00:05 On l'a répété, on l'a dit depuis le début de Télématin, c'est la journée internationale des droits des femmes.
00:09 On va parler de ce que vous en attendez, notamment pour la mobilisation en termes d'égalité salariale.
00:15 Mais tout d'abord, ce jour, ce 8 mars 2024, va rester dans l'histoire, puisque va être scellé dans la Constitution.
00:20 On l'a dit, l'entrée de l'IVG dans la Constitution, il y a eu un consensus autour de cette réforme.
00:27 Est-ce que vous en faites partie ? Est-ce que vous êtes au diapason ?
00:29 Un consensus parlementaire que je salue, oui, effectivement, le 4 mars a été un vote historique au Congrès.
00:36 La CFDT s'en félicite, parce que c'est un message extrêmement fort, adressé aux femmes en France d'une part,
00:44 d'un droit de disposer de leur corps, et puis c'est un message au monde entier, je pense que c'est extrêmement important.
00:50 Est-ce que cette réforme va à l'encontre, j'ai lu un petit peu la littérature que vous produisez,
00:55 notamment sur votre site, vous dénoncez une dérive sexiste dans la société française.
01:00 On peut dire que cette loi, cette entrée dans la Constitution va à l'encontre de cette dérive,
01:05 mais est-ce qu'elle est toujours là, est-ce qu'elle est toujours présente ?
01:08 En ce qui concerne le droit des femmes et la question de l'égalité entre les hommes et les femmes,
01:13 le féminisme, c'est tous les jours, toute sa vie.
01:16 Je pense que c'est important d'avoir conscience que c'est un combat qu'il faut mener dans les entreprises,
01:22 dans la vie de tous les jours, parce qu'on peut avoir des reculs.
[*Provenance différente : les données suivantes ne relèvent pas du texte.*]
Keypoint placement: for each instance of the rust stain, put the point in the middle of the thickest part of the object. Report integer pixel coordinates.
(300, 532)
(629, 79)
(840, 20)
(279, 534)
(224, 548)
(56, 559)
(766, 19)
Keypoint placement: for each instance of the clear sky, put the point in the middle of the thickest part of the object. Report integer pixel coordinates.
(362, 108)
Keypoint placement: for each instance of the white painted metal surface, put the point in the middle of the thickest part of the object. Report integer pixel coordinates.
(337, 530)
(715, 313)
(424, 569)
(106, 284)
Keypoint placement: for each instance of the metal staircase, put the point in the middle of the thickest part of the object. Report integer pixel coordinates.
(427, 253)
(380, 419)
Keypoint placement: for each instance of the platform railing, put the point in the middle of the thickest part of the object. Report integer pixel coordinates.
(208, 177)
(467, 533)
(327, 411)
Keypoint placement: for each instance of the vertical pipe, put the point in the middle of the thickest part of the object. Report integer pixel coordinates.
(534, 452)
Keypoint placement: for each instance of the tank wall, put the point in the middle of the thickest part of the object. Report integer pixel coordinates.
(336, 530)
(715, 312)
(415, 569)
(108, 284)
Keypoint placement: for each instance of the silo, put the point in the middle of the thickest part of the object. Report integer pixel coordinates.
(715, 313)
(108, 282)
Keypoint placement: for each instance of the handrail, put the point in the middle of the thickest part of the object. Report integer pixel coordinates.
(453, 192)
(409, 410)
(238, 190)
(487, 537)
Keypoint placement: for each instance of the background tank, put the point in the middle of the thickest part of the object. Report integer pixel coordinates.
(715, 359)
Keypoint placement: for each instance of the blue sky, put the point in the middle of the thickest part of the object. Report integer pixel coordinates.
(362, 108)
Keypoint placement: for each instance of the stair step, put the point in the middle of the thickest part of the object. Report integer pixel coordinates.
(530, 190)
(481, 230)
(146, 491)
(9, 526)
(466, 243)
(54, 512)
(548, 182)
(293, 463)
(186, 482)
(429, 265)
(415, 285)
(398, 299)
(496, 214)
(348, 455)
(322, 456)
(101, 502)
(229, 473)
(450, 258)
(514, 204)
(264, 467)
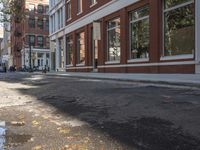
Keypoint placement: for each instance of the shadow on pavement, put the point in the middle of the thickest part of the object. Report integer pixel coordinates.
(130, 114)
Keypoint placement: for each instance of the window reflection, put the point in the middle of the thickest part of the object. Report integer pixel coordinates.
(179, 27)
(114, 40)
(139, 32)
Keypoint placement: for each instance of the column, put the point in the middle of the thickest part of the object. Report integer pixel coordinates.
(197, 17)
(64, 49)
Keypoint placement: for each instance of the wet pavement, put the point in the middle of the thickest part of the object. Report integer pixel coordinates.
(43, 112)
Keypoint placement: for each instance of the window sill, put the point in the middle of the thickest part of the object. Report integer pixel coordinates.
(112, 62)
(93, 5)
(138, 60)
(177, 57)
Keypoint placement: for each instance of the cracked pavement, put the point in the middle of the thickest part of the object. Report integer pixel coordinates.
(63, 113)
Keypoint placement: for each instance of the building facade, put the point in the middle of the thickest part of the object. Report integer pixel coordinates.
(6, 54)
(30, 37)
(57, 42)
(137, 36)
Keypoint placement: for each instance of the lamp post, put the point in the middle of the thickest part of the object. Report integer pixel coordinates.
(30, 53)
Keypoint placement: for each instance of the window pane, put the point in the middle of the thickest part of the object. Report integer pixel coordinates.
(69, 50)
(139, 32)
(31, 23)
(81, 48)
(114, 40)
(179, 31)
(40, 23)
(172, 3)
(114, 23)
(40, 9)
(139, 13)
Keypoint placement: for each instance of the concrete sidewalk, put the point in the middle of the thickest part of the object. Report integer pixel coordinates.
(175, 79)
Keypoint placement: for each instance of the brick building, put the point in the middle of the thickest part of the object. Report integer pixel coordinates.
(138, 36)
(32, 32)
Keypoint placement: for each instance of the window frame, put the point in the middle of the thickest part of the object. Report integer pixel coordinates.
(40, 11)
(78, 41)
(69, 41)
(132, 22)
(180, 56)
(42, 25)
(79, 7)
(93, 2)
(42, 43)
(29, 22)
(108, 61)
(68, 10)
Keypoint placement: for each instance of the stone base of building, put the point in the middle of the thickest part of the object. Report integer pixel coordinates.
(187, 69)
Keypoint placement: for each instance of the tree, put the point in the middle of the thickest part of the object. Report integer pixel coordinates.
(11, 9)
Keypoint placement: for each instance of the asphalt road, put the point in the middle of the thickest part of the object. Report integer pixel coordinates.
(46, 112)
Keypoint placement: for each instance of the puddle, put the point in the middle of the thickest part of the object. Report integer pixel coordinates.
(2, 134)
(8, 139)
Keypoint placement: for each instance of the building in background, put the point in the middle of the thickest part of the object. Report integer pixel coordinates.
(6, 54)
(146, 36)
(57, 40)
(29, 38)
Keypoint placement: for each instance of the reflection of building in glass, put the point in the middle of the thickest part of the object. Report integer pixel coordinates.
(31, 32)
(136, 36)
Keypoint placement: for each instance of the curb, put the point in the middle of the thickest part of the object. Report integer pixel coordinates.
(172, 83)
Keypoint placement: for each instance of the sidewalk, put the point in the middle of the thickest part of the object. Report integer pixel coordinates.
(174, 79)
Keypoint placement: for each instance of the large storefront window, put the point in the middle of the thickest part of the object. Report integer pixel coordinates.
(69, 50)
(81, 48)
(113, 30)
(139, 33)
(179, 27)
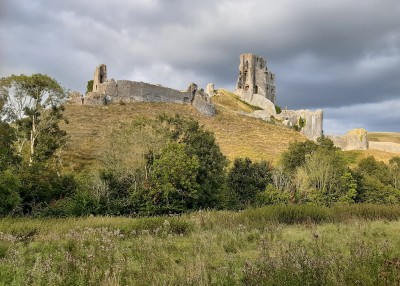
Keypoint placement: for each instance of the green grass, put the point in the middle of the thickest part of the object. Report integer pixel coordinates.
(384, 137)
(238, 135)
(281, 245)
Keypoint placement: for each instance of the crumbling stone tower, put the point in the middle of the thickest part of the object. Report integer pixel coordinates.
(100, 76)
(255, 78)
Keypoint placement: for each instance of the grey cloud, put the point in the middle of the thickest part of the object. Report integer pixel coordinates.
(326, 54)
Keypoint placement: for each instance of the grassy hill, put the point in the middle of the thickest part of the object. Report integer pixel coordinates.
(237, 135)
(384, 137)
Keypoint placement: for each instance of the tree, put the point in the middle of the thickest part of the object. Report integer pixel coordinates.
(246, 180)
(328, 180)
(174, 186)
(7, 152)
(201, 143)
(34, 105)
(394, 166)
(295, 156)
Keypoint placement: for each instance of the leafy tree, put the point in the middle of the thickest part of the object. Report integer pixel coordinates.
(394, 166)
(34, 104)
(201, 143)
(379, 170)
(328, 180)
(8, 157)
(295, 156)
(9, 196)
(246, 180)
(174, 186)
(41, 186)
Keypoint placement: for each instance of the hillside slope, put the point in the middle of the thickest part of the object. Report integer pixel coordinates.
(237, 135)
(393, 137)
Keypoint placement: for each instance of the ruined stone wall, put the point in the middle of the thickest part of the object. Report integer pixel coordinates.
(310, 122)
(100, 76)
(355, 139)
(254, 78)
(390, 147)
(131, 91)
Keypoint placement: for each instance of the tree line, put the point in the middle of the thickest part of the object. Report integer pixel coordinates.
(165, 165)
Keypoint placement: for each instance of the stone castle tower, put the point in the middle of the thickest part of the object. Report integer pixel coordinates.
(100, 76)
(255, 78)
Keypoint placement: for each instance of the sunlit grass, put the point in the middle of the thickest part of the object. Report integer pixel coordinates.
(319, 246)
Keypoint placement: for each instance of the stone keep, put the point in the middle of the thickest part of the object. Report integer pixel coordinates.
(255, 78)
(100, 76)
(108, 91)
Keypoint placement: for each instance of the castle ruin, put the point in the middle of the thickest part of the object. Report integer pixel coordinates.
(255, 86)
(108, 91)
(255, 78)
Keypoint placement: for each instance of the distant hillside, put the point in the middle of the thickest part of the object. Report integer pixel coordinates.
(237, 135)
(393, 137)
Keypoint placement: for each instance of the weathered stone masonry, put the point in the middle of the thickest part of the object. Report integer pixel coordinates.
(255, 85)
(108, 91)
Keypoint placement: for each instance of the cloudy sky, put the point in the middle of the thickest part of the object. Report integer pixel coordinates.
(339, 55)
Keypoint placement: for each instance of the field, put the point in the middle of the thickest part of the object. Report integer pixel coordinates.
(286, 245)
01:26 On constate qu'il y a encore toujours autant de difficultés des femmes d'accéder à des postes à responsabilité,
01:34 les écarts salariaux demeurent encore importants.
01:37 Lorsqu'on regarde de façon très globale, on a toujours un écart de 24% de salaire entre les hommes et les femmes,
01:44 dans le public et dans le privé, de façon très globale.
01:48 Si on regarde en fonction à poste égal, temps de travail égal, on a encore 7% d'écart entre les hommes et les femmes.
01:54 Des écarts que rien ne justifie, si ce n'est qu'il y a une différence de genre entre deux personnes,
02:01 ce qui est intolérable.
02:02 Et quand on aborde la question du sexisme, le Haut comité à l'égalité a produit un rapport en 2024.
02:09 En France, vous avez encore un homme sur cinq, entre 25 et 34 ans,
02:15 qui considère normal qu'à poste égal, un homme gagne plus qu'une femme.
02:19 Donc c'est les mentalités qu'il faut changer.
02:21 C'est les mentalités, les stéréotypes.
02:22 Mais aussi, si je peux dire, la législation concrète, c'est la raison pour laquelle vous allez, pour la première fois,
02:27 manifester et appeler à la grève.
02:30 Récemment, on n'avait pas appelé à la grève pour cette journée du 8 mars.
02:34 Nous le faisons en 2024 parce qu'il y a des éléments à travailler avec le gouvernement, avec les employeurs,
02:43 et que cette année, c'est une année exceptionnelle.
02:46 Et vous participerez aux différentes manifestations.
02:48 On sera dans les défilés.
02:49 Il y en a une à Paris, notamment.
02:50 Il y en a 200 dans toute la France.
02:51 Ici même, à votre place, aux quatre vérités, Catherine Vautrin, la ministre du Travail,
02:56 hier défendait le bilan de ce qu'on appelle l'index égalité salariale,
03:00 qui permet depuis 2018, c'est Muriel Pénicaud, l'ancienne ministre du Travail qui avait mis cela en place,
03:05 qui demande aux entreprises de dire quel est l'état des lieux dans leur entreprise.
03:10 Trois quarts d'entre elles l'ont fait.
03:12 Le Haut comité à l'égalité dont vous parliez dit "peu mieux faire".
03:16 Qu'est-ce que vous dites-vous ?
03:18 On dit "on peut largement mieux faire".
03:21 Mais il n'y a pas de progrès là-dessus ?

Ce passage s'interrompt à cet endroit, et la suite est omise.